Great article about an important topic. You have treated this with the reapect it deserves. I suffered from migraine headaches, which in turn caused unbelievable nausea. No one connected the migraines with menopause until they stopped suddenly. Guess when? Thak you for this article. Voted up, useful and interesting! Will share and pin!

Annette R. Smith profile image

Annette R. Smith 3 years ago from Grand Island, Florida Author

Hi, Randi. I am dealing with the nausea, headaches, and lactose intolerance associated with perimenopause. Some of the natural remedies seem to help -- along with healthier eating and daily exercise. I appreciate your thoughtful comment and the votes, shares, and pin.

Abby Campbell profile image

Abby Campbell 3 years ago from Charlotte, North Carolina

Great hub, Annette. Thank you so much for this. I accidentally found it through Randi, but I'm so glad I did. I have been going through some nausea these last few months, and I have sworn I was pregnant (at 46) many times because of it. LOL. I'm going to use some of your advice for sure and check out the book you mentioned. I appreciate you! :-)

Annette R. Smith profile image

Annette R. Smith 3 years ago from Grand Island, Florida Author

I am glad you found my article, Abby. Your comment is such an encouragement! I started experiencing nausea a few months ago, after I turned 47. It prompted my research into nausea and other perimenopause symptoms. I am happy to share what I learned, and I hope the information proves helpful to you.

MsDora profile image

MsDora 3 years ago from The Caribbean

Thanks for addressing this issue. Didn't realize that there was a link between perimenopause and nausea. You gave very good and helpful information.

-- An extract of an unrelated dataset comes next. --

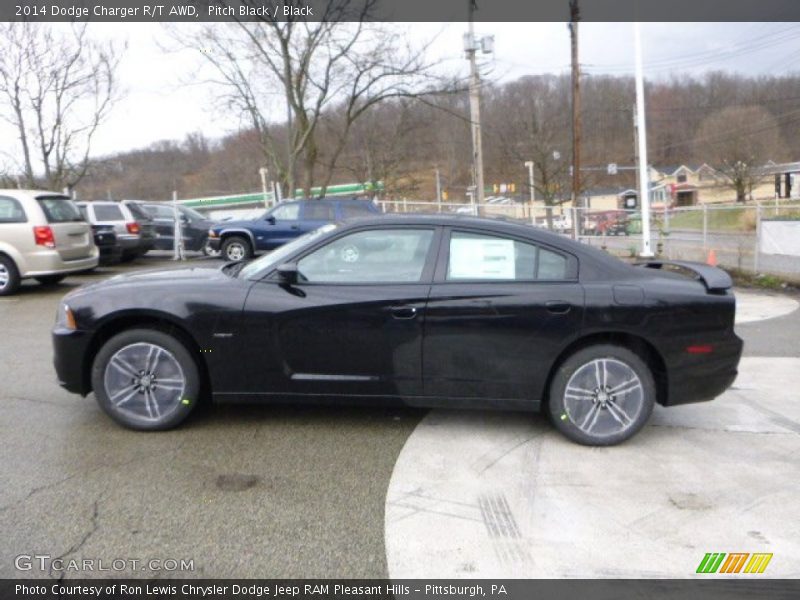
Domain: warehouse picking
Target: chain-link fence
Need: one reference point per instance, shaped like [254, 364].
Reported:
[733, 235]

Annette R. Smith profile image

Annette R. Smith 3 years ago from Grand Island, Florida Author

Hello, MsDora. Thank you for reading. I was not aware of a connection either, until I started experiencing nausea and other perimenopause symptoms. I learned a lot through my research, too, and I'm happy to share.

midget38 profile image

midget38 3 years ago from Singapore

Thanks for this, Annette. The most important thing would be to keep ourselves healthy.

Annette R. Smith profile image

Annette R. Smith 3 years ago from Grand Island, Florida Author

You're welcome, Michelle. I'm so glad you stopped by!